十分程して戻ってきた司の手には、貴重品だけでなく衣類などの生活用品も握られていた。
「えへへ……、竹下さん良い人そうなんで、とりあえず今日泊まってもいいですか」
先ほどの言葉が有り難く司の胸に響いたらしい。貴重品を守ることが出来た司は、すっかり由香里を信頼していた。やはり騙されやすい。由香里は覆面の奥で遠い目を送る。
「一つ部屋が余っている。そこを使って」
司と由香里が住むアパートは比較的単身者向けだが、角部屋だけは広く作られていてリビングの他に二部屋ある。自分の部屋より広いそこを覗いて司は少しだけテンションが上がった。
「やりぃー! オレ、リビングで寝ると思ってました。後で布団持ってきますね」
周囲に花を飛ばせて上機嫌な司に安心して席を立つ。その様子を司が不思議そうに眺めた。
「どっか行くんですか?」
「夕飯を買ってくる」
それだけ言うと、すたすた歩いて外へ出てしまった。流れる動作にぽかんと見ていた司だったが、この家の鍵を持っていないため出られないことに気付く。足りない物は由香里が帰ってきてから取りに行くとして、少し疲れた体を休めようとソファの上でごろんと横になった。

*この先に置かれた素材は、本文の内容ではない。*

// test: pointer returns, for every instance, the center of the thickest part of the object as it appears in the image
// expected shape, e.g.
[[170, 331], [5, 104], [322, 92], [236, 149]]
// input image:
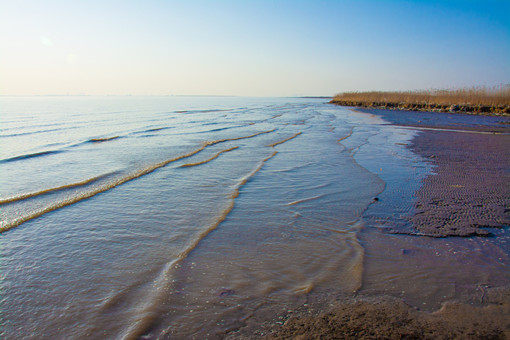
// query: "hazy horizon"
[[250, 48]]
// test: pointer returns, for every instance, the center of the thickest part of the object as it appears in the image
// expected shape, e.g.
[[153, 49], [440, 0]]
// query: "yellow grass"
[[495, 96]]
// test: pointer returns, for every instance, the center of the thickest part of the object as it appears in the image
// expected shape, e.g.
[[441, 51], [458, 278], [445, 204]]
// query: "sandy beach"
[[466, 195]]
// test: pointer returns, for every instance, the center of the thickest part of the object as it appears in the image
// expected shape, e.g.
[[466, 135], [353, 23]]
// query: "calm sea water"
[[183, 217]]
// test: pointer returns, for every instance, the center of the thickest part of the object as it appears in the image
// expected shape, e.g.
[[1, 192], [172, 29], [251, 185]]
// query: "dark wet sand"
[[468, 194]]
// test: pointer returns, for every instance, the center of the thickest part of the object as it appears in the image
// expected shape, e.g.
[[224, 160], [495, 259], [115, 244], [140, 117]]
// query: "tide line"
[[17, 222], [50, 190], [147, 314]]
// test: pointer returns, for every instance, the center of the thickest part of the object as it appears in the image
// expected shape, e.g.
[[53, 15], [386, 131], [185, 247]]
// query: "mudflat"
[[467, 194]]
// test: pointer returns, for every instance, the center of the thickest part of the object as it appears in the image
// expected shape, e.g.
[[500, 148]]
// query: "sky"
[[250, 48]]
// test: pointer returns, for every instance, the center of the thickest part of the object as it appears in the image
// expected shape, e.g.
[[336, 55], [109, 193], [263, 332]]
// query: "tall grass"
[[486, 96]]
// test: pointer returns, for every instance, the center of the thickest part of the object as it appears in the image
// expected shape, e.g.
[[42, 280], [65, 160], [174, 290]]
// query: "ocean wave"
[[30, 155]]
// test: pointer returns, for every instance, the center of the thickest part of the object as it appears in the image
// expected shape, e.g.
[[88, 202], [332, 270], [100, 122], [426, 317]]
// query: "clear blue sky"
[[254, 48]]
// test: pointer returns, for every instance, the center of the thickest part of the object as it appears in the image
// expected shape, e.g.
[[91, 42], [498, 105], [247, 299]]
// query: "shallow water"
[[183, 216]]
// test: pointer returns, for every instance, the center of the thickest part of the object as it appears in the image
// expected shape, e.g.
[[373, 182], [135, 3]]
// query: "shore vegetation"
[[474, 100]]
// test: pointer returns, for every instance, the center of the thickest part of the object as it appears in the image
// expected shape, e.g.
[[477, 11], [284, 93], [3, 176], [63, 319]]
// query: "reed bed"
[[476, 100]]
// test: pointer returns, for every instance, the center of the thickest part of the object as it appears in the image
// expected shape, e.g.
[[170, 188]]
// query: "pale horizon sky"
[[250, 48]]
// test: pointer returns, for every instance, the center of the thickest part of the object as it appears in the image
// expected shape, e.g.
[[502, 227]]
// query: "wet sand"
[[466, 195]]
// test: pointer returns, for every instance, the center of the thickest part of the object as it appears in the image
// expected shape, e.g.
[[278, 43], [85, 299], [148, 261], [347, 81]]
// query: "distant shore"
[[466, 196], [478, 101]]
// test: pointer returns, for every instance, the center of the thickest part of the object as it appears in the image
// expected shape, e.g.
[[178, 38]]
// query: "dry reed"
[[488, 100]]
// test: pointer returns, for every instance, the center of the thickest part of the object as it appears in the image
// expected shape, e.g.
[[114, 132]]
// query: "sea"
[[130, 217]]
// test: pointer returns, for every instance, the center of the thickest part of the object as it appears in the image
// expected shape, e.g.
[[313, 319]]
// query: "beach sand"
[[466, 195]]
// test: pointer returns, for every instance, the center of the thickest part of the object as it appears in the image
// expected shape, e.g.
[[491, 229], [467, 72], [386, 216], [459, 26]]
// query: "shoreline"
[[489, 110], [469, 168], [467, 194]]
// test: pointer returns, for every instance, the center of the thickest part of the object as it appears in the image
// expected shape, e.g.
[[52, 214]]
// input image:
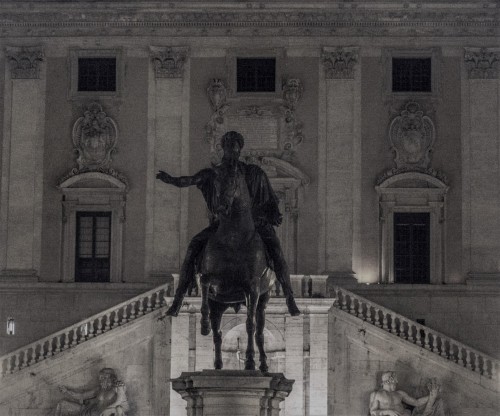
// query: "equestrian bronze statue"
[[239, 254]]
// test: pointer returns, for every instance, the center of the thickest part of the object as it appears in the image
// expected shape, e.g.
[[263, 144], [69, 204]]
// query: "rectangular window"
[[93, 247], [97, 74], [256, 74], [411, 75], [411, 248]]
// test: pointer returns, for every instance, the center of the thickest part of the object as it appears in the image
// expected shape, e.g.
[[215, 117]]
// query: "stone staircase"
[[420, 335], [133, 331]]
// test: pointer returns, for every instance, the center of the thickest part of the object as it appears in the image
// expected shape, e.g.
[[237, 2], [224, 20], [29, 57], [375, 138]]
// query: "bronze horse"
[[234, 268]]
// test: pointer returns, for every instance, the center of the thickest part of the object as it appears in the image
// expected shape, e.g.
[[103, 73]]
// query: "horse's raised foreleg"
[[260, 320], [252, 299], [216, 311]]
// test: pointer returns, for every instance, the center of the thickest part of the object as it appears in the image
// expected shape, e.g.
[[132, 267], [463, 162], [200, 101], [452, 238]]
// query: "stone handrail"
[[420, 335], [82, 331]]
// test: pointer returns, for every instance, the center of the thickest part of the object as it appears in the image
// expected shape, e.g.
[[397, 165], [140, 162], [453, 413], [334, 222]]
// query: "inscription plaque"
[[260, 132]]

「ふあぁ~、疲れた~。でも竹下さん、見た目はああだけど変な人じゃないっぽいしよかった。つーか、覆面の時点で変だけど」
がばりと起き上がり、今しがた出ていった玄関を見遣る。
「……あの人、覆面のまま行ったのか?」
職務質問されるのではないかと心配し出す司だったが、玄関近くに設置された鏡を見た瞬間それ以上の厄介なことに気が付いた。
「げっ!」
すっかり色の戻っていた司の顔が真っ青を通り越して真っ白になる。
気にしなければ問題無いといえば問題無い。しかし、これはかなり重要なことではないだろうか。おろおろする司だったが、慰めてくれる者もアドバイスをくれる者も残念ながらここにはいない。
両手を頬に当てて一人きりの部屋で叫ぶ。